Implement a Complexity Scoring mechanism for Bicep templates & deployments

[kilasuit]

Is your feature request related to a problem? Please describe.

Software deployed to Infrastructure with Bicep comes with a level of complexity in understanding all the moving parts that are required for a successful, maintainable & repeatable deployment process.

This becomes much more complex to understand with all the additional new language features as well as resource types that Bicep is capable of managing.

This level of knowledge is different for every person in every team across all differnt projects.

As such to aid in longer term maintainence it is required to have some kind of relatively simple, but configurable, scoring system to get a quick view at how complex a deployment could potentially be to understand in a manner that equates for the diverseness of the individuals in each of the teams that are working across these kinds of projects. It also helps aid in determining areas of knowledge strength as well as gaps.

Critically this should function without the need to initiate an actual deployment or any off device network calls, like to items including templates that are remotely hosted like via Bicep Modules, Template Specs, ARM Templates that are stored in a Storage Account, or are web accessible via either anon or authenticated access & should preference analyzing local file system templates.

Describe the solution you'd like

I created some years ago this PowerShell Module - ARMTemplateComplexity that started this work and provides some flexibility in attempting to determine a Complexity Score for a ARM Template or a repository of ARM Templates. This module is Available on the PowerShell Gallery and has not been updated since the initial release.

Prior to developing this I had previously used a similar mental model that provided a weighted points scoring system depending on factors like resource & schema version familiarity for any resources in a template, along with any possible cross dependencies when looking to deploy resources across the many different logical boundaries, Region, Resource Group, Subscription, Management Group or even across Tenants

This enabled me to calculate quickly a number of project specific data points that helped with managing different kinds of project workloads, including across teams & orgs.

I also used this as a way of determining whether there were potential optimisations in an overall deployment sequence across the codebase for complex Azure deployments, typically deployed via a CI/CD Pipeline from 1 or more repositories.

This also could including those as part of existing open source repositories like the Azure-QuickStart-Templates and CAF & WAF, whilst also enabling me ability to demonstrate the flexibility & benefits of authoring templates using ARM templates over the other similar automation tooling that was available at the time, like az cli Azure PowerShell, SDK, or 3rd party offerings.
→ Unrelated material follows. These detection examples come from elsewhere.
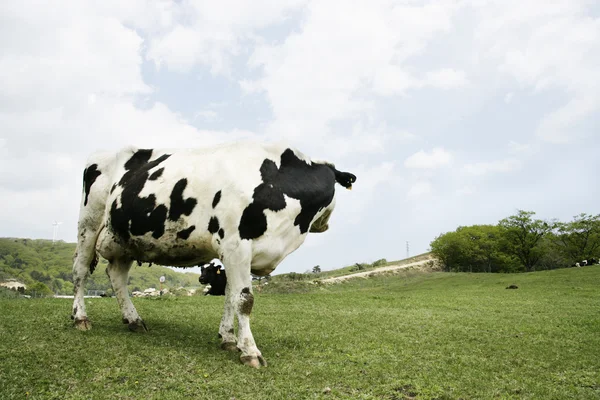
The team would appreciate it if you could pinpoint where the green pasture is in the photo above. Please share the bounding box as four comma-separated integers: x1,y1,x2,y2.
0,266,600,400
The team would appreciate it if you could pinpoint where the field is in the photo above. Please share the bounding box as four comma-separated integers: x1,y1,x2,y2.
0,266,600,400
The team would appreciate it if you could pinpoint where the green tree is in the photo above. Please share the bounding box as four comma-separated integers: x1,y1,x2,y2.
25,282,54,297
555,213,600,263
498,210,554,271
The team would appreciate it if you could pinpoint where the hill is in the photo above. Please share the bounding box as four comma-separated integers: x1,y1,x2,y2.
0,266,600,400
0,238,199,295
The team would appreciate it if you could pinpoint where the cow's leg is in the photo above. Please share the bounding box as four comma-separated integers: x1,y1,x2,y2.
219,284,237,351
106,258,148,332
221,243,267,368
71,233,98,331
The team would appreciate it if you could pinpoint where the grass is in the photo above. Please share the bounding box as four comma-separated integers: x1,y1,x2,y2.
0,267,600,400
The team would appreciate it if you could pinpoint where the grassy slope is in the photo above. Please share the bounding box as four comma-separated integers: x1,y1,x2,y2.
0,267,600,400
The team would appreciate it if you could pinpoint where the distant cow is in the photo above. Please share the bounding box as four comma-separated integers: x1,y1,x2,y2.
72,143,356,367
203,259,227,296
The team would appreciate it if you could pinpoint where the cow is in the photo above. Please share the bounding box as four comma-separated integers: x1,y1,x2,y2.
71,143,356,368
198,259,227,296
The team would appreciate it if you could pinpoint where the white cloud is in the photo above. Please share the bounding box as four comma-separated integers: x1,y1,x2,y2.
472,0,600,143
407,181,433,199
404,147,452,169
463,158,522,176
194,110,219,122
456,186,477,196
425,68,468,89
243,0,461,146
147,0,305,75
508,140,531,154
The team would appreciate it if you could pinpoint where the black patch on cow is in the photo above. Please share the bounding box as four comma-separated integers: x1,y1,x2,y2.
110,149,171,240
239,149,336,239
213,190,221,208
90,252,98,274
208,217,221,234
148,168,165,181
177,225,196,240
169,178,198,221
239,287,254,315
83,164,102,206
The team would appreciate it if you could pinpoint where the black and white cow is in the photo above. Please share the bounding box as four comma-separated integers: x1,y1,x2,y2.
198,258,227,296
72,143,356,368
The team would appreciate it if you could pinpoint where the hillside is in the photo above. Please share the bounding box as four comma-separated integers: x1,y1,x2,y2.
0,266,600,400
0,238,199,294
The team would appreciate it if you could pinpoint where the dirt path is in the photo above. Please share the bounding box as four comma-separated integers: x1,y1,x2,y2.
321,257,434,283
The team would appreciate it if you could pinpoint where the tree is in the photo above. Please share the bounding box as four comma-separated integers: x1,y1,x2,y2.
430,225,517,272
498,210,554,271
556,213,600,262
25,282,54,297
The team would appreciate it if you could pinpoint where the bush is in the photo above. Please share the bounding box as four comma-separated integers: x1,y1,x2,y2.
350,263,371,272
0,287,21,299
25,282,54,297
372,258,387,267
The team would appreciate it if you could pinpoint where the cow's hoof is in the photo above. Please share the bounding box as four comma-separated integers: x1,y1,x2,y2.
74,318,92,331
127,319,148,333
240,355,267,368
221,342,240,351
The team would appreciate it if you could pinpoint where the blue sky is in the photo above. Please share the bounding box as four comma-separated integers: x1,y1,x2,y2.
0,0,600,273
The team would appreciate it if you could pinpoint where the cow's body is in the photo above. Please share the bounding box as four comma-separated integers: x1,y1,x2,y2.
73,143,356,366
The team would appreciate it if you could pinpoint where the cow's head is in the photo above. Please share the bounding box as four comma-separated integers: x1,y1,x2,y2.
198,262,225,285
335,171,356,190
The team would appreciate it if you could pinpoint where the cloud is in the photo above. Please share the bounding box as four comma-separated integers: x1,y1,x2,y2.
456,186,477,196
463,158,522,176
472,0,600,143
147,0,305,75
508,140,531,154
407,181,433,199
404,147,452,169
243,0,464,147
425,68,468,89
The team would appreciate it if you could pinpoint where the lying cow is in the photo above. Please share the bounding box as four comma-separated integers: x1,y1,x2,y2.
198,259,227,296
72,143,356,368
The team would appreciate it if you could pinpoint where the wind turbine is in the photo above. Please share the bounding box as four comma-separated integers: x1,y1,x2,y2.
52,221,62,244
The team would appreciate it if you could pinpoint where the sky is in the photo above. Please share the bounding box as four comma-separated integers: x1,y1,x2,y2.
0,0,600,273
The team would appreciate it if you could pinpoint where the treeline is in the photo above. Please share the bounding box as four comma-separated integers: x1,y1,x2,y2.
0,238,199,295
431,210,600,272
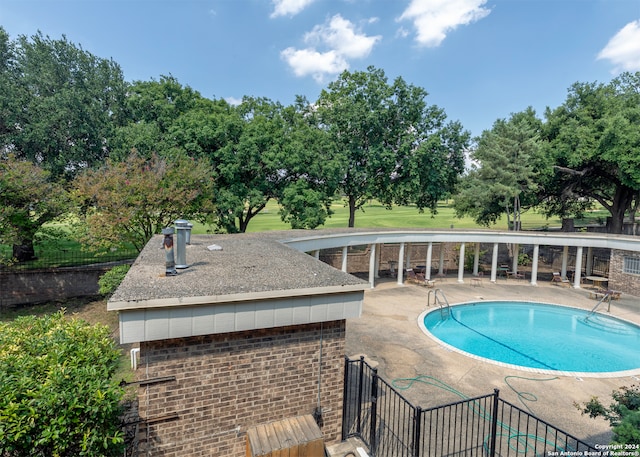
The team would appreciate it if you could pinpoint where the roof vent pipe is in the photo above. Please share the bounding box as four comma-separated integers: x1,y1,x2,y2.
175,219,191,269
162,227,178,276
187,222,193,244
Ideally, I would like to see my initial project expanded from what I have published and for this to be natively available as part of the bicep cli tool, perhaps as a seperate bicep command like bicep analyze which will allow passing a configuration of what a base score may look like whether that be mapped at an indivual level, team level, project level, etc to a provide point in time reference that can be rescored anytime during the development lifecyle of any templates, the resources & schema definitions as well as any new language features whilst bicep evolves.

Notes

This probably can be expanded on with projects like Radius, Dapr or with languages & libaries like those in the dotnet ecosystem etc, in such a way that provides a way to get a rough estimate of the costs (particularly mental strain and the time required to analyse) that may be incurred whilst performing deep analytical understanding of 1 or more isolated or interlinked application / deployment sequences that may or may not use bicep templates, especially if you want to estimate if there are any longer term maintainence improvements or optimisations that may possible when new features are released or deprecated.

[shenglol]

Thanks for the detailed write-up. Totally agree that large Bicep deployments can be hard to understand, especially with many nested modules, custom types, and advanced language features involved.
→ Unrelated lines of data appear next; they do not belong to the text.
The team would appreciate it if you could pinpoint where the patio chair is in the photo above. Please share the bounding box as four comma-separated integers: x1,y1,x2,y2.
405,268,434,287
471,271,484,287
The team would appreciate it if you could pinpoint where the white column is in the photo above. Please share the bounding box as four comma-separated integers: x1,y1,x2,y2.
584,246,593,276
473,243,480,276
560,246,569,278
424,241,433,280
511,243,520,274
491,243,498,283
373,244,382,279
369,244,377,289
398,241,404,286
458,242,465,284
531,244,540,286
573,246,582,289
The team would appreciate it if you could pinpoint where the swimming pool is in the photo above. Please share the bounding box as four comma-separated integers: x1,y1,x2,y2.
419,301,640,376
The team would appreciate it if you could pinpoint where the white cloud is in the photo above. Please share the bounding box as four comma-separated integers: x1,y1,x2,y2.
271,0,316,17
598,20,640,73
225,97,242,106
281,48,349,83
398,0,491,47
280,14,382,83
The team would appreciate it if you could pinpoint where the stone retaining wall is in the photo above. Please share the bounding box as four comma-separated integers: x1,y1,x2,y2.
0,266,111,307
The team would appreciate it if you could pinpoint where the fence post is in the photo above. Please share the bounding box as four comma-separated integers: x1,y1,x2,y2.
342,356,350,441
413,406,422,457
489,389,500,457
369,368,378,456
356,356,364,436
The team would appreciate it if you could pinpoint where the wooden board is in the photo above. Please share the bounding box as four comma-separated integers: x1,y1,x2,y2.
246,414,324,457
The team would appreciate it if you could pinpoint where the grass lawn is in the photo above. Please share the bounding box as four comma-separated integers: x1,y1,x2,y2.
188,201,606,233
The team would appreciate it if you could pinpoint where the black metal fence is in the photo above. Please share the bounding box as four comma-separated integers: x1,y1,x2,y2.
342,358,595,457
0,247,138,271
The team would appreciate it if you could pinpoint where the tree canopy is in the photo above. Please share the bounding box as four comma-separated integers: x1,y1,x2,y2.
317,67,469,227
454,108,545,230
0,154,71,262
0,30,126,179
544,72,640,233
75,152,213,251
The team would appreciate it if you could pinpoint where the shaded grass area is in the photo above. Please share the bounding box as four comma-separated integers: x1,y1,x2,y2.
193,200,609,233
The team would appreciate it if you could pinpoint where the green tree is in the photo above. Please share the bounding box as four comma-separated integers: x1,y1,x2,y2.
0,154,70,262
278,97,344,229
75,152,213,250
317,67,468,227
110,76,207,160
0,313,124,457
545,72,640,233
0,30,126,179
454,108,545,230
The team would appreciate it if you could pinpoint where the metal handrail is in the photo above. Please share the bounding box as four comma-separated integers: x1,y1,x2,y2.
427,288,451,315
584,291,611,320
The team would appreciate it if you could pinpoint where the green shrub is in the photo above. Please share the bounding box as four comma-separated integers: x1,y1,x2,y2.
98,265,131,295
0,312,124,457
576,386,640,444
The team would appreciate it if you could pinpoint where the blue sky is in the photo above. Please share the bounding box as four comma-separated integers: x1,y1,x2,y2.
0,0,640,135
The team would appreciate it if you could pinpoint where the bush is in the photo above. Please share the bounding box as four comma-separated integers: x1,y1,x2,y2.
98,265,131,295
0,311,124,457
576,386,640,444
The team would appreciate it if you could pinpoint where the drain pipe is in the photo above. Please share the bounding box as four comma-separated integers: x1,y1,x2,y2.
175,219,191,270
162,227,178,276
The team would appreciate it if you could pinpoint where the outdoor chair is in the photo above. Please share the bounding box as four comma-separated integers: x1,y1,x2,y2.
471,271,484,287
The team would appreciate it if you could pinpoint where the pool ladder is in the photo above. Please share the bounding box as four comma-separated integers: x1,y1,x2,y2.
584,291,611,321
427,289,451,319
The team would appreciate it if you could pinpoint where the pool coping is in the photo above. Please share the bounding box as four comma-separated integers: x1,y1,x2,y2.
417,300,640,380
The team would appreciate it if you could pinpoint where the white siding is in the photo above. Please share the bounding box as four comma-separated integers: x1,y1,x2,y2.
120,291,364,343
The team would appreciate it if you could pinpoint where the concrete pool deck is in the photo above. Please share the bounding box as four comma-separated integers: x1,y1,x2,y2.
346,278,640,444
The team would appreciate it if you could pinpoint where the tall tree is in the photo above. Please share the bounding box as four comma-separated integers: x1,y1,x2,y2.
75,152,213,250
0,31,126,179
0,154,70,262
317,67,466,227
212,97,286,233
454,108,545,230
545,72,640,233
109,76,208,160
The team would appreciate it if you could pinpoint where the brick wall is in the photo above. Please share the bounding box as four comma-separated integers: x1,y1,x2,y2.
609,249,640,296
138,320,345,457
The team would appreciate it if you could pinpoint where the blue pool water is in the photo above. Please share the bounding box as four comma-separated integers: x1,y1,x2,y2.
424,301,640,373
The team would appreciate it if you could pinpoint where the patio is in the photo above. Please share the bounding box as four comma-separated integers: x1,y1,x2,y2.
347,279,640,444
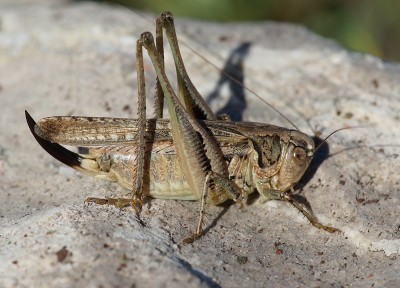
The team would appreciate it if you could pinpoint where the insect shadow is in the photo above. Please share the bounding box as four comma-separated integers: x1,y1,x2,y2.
293,136,331,212
204,42,329,225
207,42,251,122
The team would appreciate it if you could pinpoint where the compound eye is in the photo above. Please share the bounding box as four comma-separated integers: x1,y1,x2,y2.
293,147,307,166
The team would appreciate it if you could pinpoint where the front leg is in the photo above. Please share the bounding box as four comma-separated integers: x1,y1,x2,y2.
260,187,340,233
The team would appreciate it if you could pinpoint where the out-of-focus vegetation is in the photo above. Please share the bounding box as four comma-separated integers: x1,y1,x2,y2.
90,0,400,62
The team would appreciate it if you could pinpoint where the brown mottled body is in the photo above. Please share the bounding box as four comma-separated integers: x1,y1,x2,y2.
35,116,308,205
26,12,337,243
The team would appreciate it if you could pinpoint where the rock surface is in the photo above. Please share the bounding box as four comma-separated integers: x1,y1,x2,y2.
0,1,400,287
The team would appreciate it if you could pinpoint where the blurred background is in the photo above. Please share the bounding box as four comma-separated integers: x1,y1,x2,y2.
86,0,400,62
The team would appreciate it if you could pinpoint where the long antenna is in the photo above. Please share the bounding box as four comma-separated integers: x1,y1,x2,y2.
132,10,300,131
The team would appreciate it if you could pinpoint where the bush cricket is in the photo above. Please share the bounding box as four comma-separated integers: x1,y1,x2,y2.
25,12,339,243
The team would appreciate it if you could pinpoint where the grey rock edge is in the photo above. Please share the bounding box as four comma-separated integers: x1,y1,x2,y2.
0,1,400,287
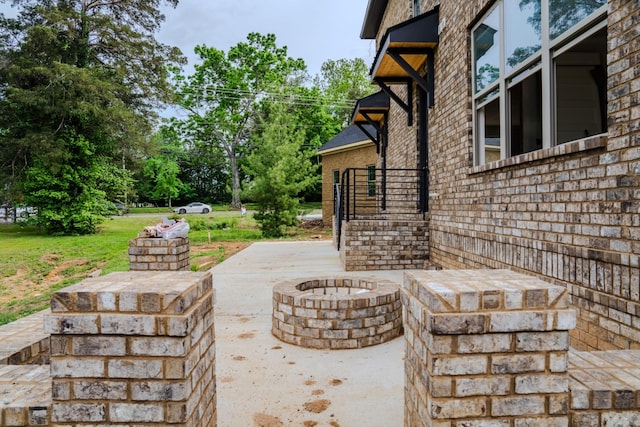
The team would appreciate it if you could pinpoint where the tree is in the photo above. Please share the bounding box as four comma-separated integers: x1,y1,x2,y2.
244,104,319,237
315,58,377,124
144,126,188,207
0,0,182,233
176,33,306,207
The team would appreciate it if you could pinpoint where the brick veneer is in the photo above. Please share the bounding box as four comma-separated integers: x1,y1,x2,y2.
340,219,429,271
402,270,575,427
569,350,640,427
370,0,640,350
45,272,216,427
129,237,190,271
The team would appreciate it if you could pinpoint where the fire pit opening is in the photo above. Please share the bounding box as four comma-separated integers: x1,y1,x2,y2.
271,277,402,349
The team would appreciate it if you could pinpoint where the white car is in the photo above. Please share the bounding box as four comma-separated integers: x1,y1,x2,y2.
173,202,211,214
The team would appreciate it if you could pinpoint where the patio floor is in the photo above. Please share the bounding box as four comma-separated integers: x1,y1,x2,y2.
212,241,404,427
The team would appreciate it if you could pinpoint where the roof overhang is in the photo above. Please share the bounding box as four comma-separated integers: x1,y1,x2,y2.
351,91,390,153
370,4,439,91
360,0,389,39
317,137,374,156
351,91,390,126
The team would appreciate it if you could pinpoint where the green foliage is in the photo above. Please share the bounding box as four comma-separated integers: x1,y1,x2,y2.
245,105,319,237
0,0,182,234
315,58,377,126
24,135,108,234
0,213,260,325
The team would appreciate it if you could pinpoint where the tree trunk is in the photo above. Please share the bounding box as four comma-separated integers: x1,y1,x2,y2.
230,155,242,208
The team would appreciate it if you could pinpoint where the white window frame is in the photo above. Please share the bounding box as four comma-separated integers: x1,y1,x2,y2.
471,0,607,166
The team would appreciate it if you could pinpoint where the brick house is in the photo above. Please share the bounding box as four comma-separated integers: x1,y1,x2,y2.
336,0,640,350
318,125,378,224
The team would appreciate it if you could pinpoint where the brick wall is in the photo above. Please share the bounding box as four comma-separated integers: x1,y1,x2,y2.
45,272,216,427
378,0,640,350
402,270,575,427
322,142,378,225
129,237,190,271
340,219,429,271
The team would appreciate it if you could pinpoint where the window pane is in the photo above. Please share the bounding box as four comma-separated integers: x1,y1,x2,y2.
478,98,500,163
473,8,500,92
504,0,542,71
555,29,607,144
549,0,607,40
509,71,542,156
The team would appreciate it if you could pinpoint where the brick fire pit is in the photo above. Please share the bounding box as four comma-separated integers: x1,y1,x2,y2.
271,277,402,349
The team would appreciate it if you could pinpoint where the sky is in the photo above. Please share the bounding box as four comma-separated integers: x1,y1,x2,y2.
0,0,376,77
157,0,375,76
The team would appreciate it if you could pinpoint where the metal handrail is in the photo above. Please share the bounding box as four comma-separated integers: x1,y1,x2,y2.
334,168,429,249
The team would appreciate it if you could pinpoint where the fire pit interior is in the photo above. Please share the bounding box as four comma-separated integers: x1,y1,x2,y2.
271,277,402,349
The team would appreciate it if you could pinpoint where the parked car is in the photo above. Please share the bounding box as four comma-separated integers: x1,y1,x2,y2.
173,202,211,214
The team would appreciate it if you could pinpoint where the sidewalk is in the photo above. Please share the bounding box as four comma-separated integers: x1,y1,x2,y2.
211,241,404,427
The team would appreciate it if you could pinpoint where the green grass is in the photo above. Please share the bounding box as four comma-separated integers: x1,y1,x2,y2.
0,211,261,324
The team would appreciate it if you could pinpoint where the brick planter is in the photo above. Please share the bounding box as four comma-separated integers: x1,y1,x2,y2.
402,270,582,427
129,237,190,271
271,277,402,349
45,272,217,427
A built-in scoring system, however, might be tricky because the weights and definition of “complexity” may vary between teams, projects, and even individuals. I'm not sure if it's proper for Bicep CLI to provide a single, opinionated score that fits everyone.
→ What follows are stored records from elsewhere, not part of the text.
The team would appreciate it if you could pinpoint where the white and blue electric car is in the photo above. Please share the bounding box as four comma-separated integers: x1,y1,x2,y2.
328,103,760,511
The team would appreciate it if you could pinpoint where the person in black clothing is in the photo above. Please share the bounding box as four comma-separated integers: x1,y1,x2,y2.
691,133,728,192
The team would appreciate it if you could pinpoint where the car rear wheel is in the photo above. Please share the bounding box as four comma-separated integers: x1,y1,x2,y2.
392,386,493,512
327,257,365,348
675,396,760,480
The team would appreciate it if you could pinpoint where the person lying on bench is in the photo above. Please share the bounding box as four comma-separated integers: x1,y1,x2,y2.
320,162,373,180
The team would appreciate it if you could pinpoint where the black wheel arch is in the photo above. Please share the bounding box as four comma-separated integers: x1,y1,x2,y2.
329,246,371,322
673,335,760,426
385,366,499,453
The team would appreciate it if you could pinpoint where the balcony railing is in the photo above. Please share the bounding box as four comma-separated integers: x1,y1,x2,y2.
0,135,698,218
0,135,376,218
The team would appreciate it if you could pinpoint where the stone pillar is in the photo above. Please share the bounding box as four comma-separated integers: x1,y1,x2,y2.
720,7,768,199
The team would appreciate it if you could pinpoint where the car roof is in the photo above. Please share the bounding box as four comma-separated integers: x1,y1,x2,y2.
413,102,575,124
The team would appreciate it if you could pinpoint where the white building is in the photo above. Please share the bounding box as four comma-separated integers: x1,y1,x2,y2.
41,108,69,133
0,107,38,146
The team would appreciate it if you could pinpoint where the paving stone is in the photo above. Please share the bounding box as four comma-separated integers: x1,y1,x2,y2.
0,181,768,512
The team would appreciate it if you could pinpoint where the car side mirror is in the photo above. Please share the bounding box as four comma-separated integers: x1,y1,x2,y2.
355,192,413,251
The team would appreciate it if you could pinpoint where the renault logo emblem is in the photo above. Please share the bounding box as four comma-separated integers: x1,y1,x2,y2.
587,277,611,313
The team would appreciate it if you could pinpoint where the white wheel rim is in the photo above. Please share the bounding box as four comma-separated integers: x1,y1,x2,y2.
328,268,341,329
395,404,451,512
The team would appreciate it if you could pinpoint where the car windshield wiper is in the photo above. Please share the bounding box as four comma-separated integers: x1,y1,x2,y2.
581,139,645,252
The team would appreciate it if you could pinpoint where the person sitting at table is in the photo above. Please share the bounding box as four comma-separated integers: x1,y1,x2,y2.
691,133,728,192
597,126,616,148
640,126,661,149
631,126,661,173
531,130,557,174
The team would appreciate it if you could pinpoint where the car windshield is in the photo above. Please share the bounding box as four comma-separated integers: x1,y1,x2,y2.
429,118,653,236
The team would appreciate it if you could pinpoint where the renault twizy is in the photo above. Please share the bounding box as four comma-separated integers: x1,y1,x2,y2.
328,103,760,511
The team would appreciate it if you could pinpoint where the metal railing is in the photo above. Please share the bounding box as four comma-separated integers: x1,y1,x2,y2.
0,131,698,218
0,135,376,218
Personally, I think what we can do is provide the building blocks. We can consider adding a bicep summarize command that would output objective statistics for a Bicep file and all its dependencies, such as:

• Number of user-defined types, resources, modules, parameters, variables, outputs
• Number of resource properties
• Number of expressions
• Module nesting depth
• Totals across the full dependency graph

External tools could then apply whatever scoring model makes sense without requiring Bicep itself to pick one.